Work in the field of generated text analysis has focused on fluency and grammar. In this paper the accordance of generated text with real world knowledge is put to the test. It seems that the decoding method plays a major role in how verifiable text is. There is also a high correlation between repetitive text and verifiability. So, whereas top-k and nucleus sampling produce less repetitive text, that text is also less verifiable. The authors propose a decoding strategy that produces at the same time less repetitive and more verifiable text.

Text that is verifiable is text that can be either corroborated or refuted by a knowledge base (for example, Wikipedia).

Their decoding method is a hybrid of sampling and likelihood-maximization approaches. The first L tokens are generated with sampling and the rest with beam search. By tuning L they can hit a balance between the two approaches. Text is generated after given five tokens from a Wikipedia article.

Text can be verified (supported or refuted) or unverified. The authors measure both the number of supported sentences over all generated sentences, and the supported sentences out of all verified sentences. To counter duplication of text, only unique supports are counted. To measure repetitiveness, they employ two further metrics: distinct 4-grams and 4-gram overlap between human and machine-generated text. Human text is the first 256 tokens as found in the corresponding Wikipedia article.
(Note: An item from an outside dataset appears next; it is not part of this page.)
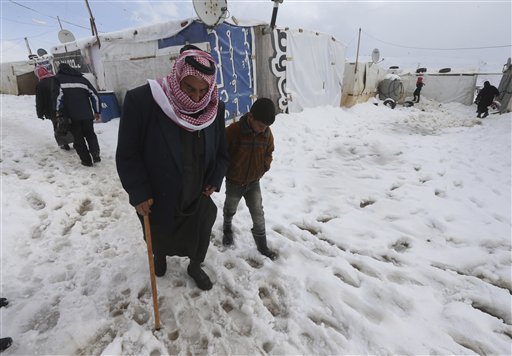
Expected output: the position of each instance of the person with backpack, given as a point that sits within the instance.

To fact-check the statements, they make use of an off-the-shelf BERT-based model trained on FEVER. It is shown that likelihood approaches (like greedy or beam search) indeed produce more verifiable text (even though it is more repetitive). Their hybrid decoding approach achieves a good balance between repetitiveness and verifiability. Human evaluation was also carried out, and the results from the fact-checker model were corroborated.

Luca Massarelli et al. “How Decoding Strategies Affect the Verifiability of Generated Text”. In: Findings of the Association for Computational Linguistics: EMNLP 2020. Online: Association for Computational Linguistics, Nov. 2020, pp. 223{235. doi: 10.18653/v1/2020. findings - emnlp . 22. url: https://www.aclweb.org/anthology/2020.findings-emnlp.22

Stolen Probabilities

Wed, 27 Jan 2021 00:00:00 +0000

In this paper, the inability of NNLMs to assign high probabilities to rare words in high-probability sentences (for example, to “America” in “United States of America”) is examined. Here AWD-LSTMs are studied.
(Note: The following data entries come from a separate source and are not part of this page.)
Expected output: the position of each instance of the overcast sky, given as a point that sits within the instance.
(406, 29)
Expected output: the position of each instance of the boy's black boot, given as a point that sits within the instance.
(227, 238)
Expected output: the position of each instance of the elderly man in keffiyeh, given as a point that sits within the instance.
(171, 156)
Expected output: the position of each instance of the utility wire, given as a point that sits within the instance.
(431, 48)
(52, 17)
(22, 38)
Words with larger embedding norm (that is, more frequent words) will be assigned higher probabilities relative to a less frequent word, even when the two words appear in similar contexts. The authors show that words on the convex hull of a group of words in the embedding space can achieve high probabilities, whereas words on the inside of the convex hull are bound by the probability of words on the convex hull.

The authors develop an approximation algorithm to find interior and non-interior words, with high precision and low recall. They extract the top 500 words for each set, according to their probability. On those 500-word sets, trigram probabilities are extracted. These trigram probabilities do not showcase the stolen probability effect.

In general, the difference between non-interior and interior words is much starker for NNLMs, showing that the average probability of interior words is on average lower in that setup. The authors show that ensembling the NNLM probabilities with models that do not exhibit the stolen probability effect improves performance substantially. The more the dimensions, the smaller this effect is (ie. higher probabilities in the interior).

David Demeter, Gregory Kimmel, and Doug Downey. Stolen Probability: A Structural Weakness of Neural Language Models. 2020. arXiv: 2005.02433 [cs.LG].